The ORDB and osirusoft are the good way to go.

Also, another good option is sbl.spamhaus.org. (
http://www.spamhaus.org/SBL/ ) I've added this rbl filter for my server, and
all I can say is they have an incredible spam kill rate. I've not seen a
spam message come through my server since I added this one, where as ORDB
and osirusoft do less of specific spam filtering types of things, and more
of the open relay prevention. These guys trace down the individuals sending
the spam and have some really interesting information about them.

On another note, I really like the idea of getting James to trace back
through the forwarding steps as an option and do rbl lookups on each one.

Something I found extremely handy was to create a separate processor in my
config.xml for blacklisted items so I could attempt to notify the sender in
specific ways, send it to a different repository, or just bit-bucket it.
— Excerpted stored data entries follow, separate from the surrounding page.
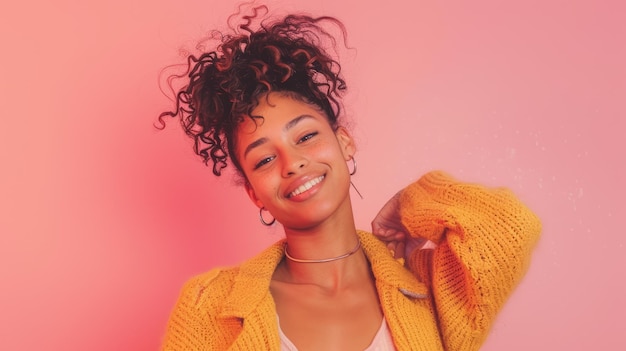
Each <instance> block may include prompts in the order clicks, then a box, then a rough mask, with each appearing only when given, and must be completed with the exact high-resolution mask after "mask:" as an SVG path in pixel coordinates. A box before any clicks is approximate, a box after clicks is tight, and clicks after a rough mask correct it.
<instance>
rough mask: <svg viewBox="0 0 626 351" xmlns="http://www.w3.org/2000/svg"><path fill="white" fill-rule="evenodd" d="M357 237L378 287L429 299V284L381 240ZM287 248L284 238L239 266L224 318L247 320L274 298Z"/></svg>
mask: <svg viewBox="0 0 626 351" xmlns="http://www.w3.org/2000/svg"><path fill="white" fill-rule="evenodd" d="M357 234H358V236H359V240H361V245H362V247H363V251H364V252H365V255H366V257H367V259H368V261H369V262H370V266H371V269H372V272H373V273H374V277H375V278H376V284H377V285H379V286H388V287H392V288H396V289H398V290H399V291H400V293H402V294H403V295H406V296H408V297H411V298H424V297H426V296H427V294H428V290H427V287H426V285H424V284H423V283H422V282H420V281H419V280H418V279H417V278H416V277H415V276H413V275H412V274H411V273H410V272H409V271H408V270H407V269H406V268H404V266H403V265H402V262H401V261H398V260H396V259H394V258H393V257H392V256H391V254H390V253H389V251H388V250H387V248H386V247H385V245H384V244H383V243H382V242H381V241H379V240H378V239H377V238H376V237H374V236H373V235H372V234H371V233H367V232H364V231H360V230H359V231H357ZM284 248H285V239H282V240H280V241H278V242H276V243H275V244H273V245H272V246H270V247H268V248H267V249H265V250H264V251H263V252H261V253H260V254H259V255H257V256H255V257H254V258H252V259H250V260H248V261H246V262H244V263H243V264H241V266H239V271H238V273H237V274H236V276H235V278H234V282H233V288H232V290H231V293H230V294H229V295H228V297H227V298H226V301H225V304H224V308H223V309H222V313H221V315H222V316H223V317H228V316H234V317H239V318H245V317H246V316H247V315H248V314H249V313H250V312H252V311H253V310H254V309H255V308H256V307H257V306H258V304H259V303H261V301H263V299H264V298H268V297H269V298H270V299H271V296H269V295H270V289H269V286H270V281H271V279H272V275H273V274H274V270H276V267H277V266H278V264H279V263H280V261H281V260H282V259H283V257H284V255H285V254H284ZM272 303H273V300H272Z"/></svg>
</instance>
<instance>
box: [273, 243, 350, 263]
mask: <svg viewBox="0 0 626 351" xmlns="http://www.w3.org/2000/svg"><path fill="white" fill-rule="evenodd" d="M360 248H361V241H360V240H357V243H356V246H355V247H354V249H352V251H350V252H348V253H345V254H343V255H341V256H337V257H331V258H323V259H321V260H303V259H300V258H295V257H291V255H289V252H288V251H287V244H285V256H287V258H288V259H290V260H291V261H294V262H298V263H325V262H332V261H337V260H341V259H344V258H346V257H349V256H352V255H354V254H355V253H356V252H357V251H359V249H360Z"/></svg>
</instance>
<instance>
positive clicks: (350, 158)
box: [348, 156, 363, 200]
mask: <svg viewBox="0 0 626 351" xmlns="http://www.w3.org/2000/svg"><path fill="white" fill-rule="evenodd" d="M350 160H352V172H350V176H353V175H355V174H356V159H355V158H354V156H350ZM348 169H349V167H348ZM350 185H352V187H353V188H354V191H356V193H357V194H358V195H359V197H360V198H361V200H363V195H361V192H360V191H359V189H357V188H356V186H355V185H354V183H352V179H350Z"/></svg>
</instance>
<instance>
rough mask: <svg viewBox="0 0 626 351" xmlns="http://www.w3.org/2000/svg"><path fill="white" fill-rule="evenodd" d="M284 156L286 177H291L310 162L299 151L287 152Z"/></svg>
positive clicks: (285, 175) (303, 155) (285, 153)
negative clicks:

This is when I got into trying to have the mailet notify sender from a
bit-bucket address instead of postmaster, as most of the sender addresses
were bogus, and then I end up receiving the spam through the postmaster
account as a delivery notification failure. If anyone knows how to configure
the send from address using the NotifySender mailet, please let me know. The
current alternative I'm using is to bit-bucket emails from postmaster to
postmaster.

I'd be happy to incorporate my changes in a well documented config.xml and
send them though should anyone be interested...


Clint



-----Original Message-----
From: Noel J. Bergman [mailto:[EMAIL PROTECTED]]
Sent: Sunday, June 02, 2002 10:22 PM
To: James Users List
Subject: RE: SPAM origin

Serge,

Well, as it happens, I received some e-mail fitting the criteria just
earlier today.  A legit host carried it from an open relay.

As for the DNS checks, I'm going to remove the mail-abuse checks, and pare
down to just relays.osirusoft.com and relays.ordb.org.

I'm thinking that it might be a good policy to tag possible SPAM with
X-Spam-Warning or X-RBL-Warning headers.  That would allow someone to pass
the e-mail along, but make it easy to filter on the client.  [More on this
in a James-Dev thread]

        --- Noel

-----Original Message-----
From: Serge Knystautas [mailto:[EMAIL PROTECTED]]
Sent: Sunday, June 02, 2002 23:20
To: James Users List
Cc: Russell Coker
Subject: Re: SPAM origin


It might be worth doing... the thing is, if there is an open relay, it's
probably getting to you from that open relay (as opposed to going from
one to another).  Downside though is it makes mail processing a lot
slower.  If you comment out the DNS related checks in your spool
processor, generally you'll see a huge increase in performance.  So
doubling or more the number of checks probably is overkill.  But it
certainly might be worth having as an option.
--
Serge Knystautas
Loki Technologies - Unstoppable Websites
http://www.lokitech.com/

Noel J. Bergman wrote:
> Right now InSpammerBlacklist checks the remote address of the proximate
> relay to see if it is open.  Is that sufficient?  We are trusting that
relay
> to filter out e-mail from open relay sources.
>
> Should we be (at least optionally) checking the entire series, and
rejecting
> if we find any open server in the chain?